Ancak Perşembe günü Science dergisinde yayınlanan bir dizi çalışma, insan genomunun karanlık köşelerine, deniz gergedanları, çitalar ve çığlık atan tüylü armadillolar da dahil olmak üzere 239 diğer memelininkilerle karşılaştırarak parlak bir ışık tuttu.

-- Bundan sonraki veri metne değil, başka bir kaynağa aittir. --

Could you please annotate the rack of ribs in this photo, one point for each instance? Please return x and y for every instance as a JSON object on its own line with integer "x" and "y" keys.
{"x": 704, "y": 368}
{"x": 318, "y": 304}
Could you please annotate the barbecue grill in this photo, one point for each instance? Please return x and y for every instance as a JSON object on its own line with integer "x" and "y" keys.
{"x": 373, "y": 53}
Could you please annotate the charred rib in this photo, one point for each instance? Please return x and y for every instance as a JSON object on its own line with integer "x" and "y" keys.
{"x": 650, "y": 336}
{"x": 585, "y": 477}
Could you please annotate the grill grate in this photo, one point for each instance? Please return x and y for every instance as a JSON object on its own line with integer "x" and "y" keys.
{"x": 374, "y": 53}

Son 100 milyon yıldaki bu genomik evrimin izini sürerek, sözde Zoonomia Projesi, dinozorların gölgesinde koşan fahişe benzeri atalarımızdan bu yana çok az değişen insan DNA’sının milyonlarca uzantısını ortaya çıkardı. Proje, bu eski genetik elementlerin büyük olasılıkla bugün vücudumuzda temel işlevlere hizmet ettiğini ve bunlardaki mutasyonların bizi bir dizi hastalık için risk altına sokabileceğini söylüyor.

Toronto Üniversitesi’nde çalışmaya dahil olmayan bir genetikçi olan Alexander Palazzo, projenin gücünün analiz edilen muazzam miktarda veride yattığını söyledi – sadece genomlar değil, binlerce DNA parçası içeren deneyler ve tıbbi çalışmalardan elde edilen bilgiler. öyleydi. “Bunun böyle yapılması gerekiyor.”

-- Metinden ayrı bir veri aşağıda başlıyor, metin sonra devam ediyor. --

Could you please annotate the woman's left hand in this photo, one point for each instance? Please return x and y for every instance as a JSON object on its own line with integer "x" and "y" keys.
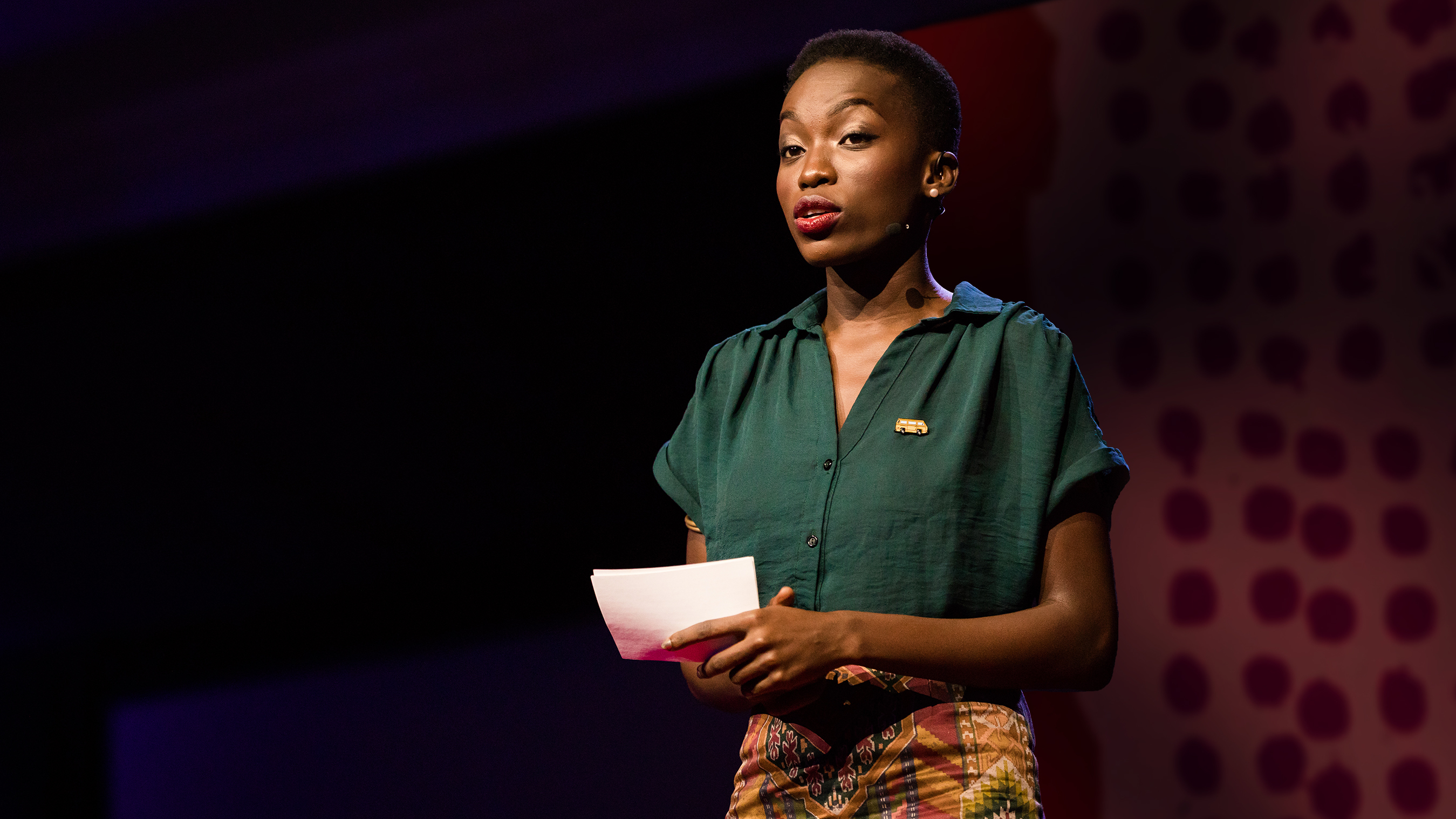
{"x": 780, "y": 649}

Memeli genomları aynı zamanda Zooonomia ekibinin onu diğer memelilerden ayıran radikal mutasyonlara sahip insan DNA’sının bölümlerini bulmasına da izin verdi. Bu genetik adaptasyonlardan bazıları, büyük, karmaşık beyinlerimizin gelişiminde önemli roller oynamış olabilir.

Araştırmacılar, veri tabanlarındaki olası ifşaların yalnızca yüzeyini çizdiler. Diğer araştırmacılar, insan genomunun daha fazla araştırılmasına rehberlik edecek bir hazine haritası görevi göreceğini söylüyor.

Projede yer almayan Washington Üniversitesi’nden genetikçi Jay Shendure, “Evrim potası her şeyi görüyor” dedi.

Temel anahtarlar


Bilim adamları, DNA’mızın yalnızca küçük bir bölümünün, midemizdeki sindirim enzimleri, cildimizdeki kollajen ve kanımızdaki hemoglobin gibi önemli proteinleri yapan protein kodlama adı verilen genleri içerdiğini uzun zamandır biliyorlar. 20.000 protein kodlayan genimizin tümü, genomumuzun sadece yüzde 1,5’ini oluşturuyor. Diğer yüzde 98,5 ise çok daha gizemli.


Bilim adamları, bu anlaşılmaz DNA’nın bazı parçalarının, hangi proteinlerin belirli yer ve zamanlarda yapıldığını belirlemeye yardımcı olduğunu keşfettiler. Diğer DNA parçaları, komşu genleri açan anahtarlar gibi davranır. Ve yine de diğerleri bu genlerin üretimini artırabilir. Ve yine de diğerleri kapatma anahtarları gibi davranır.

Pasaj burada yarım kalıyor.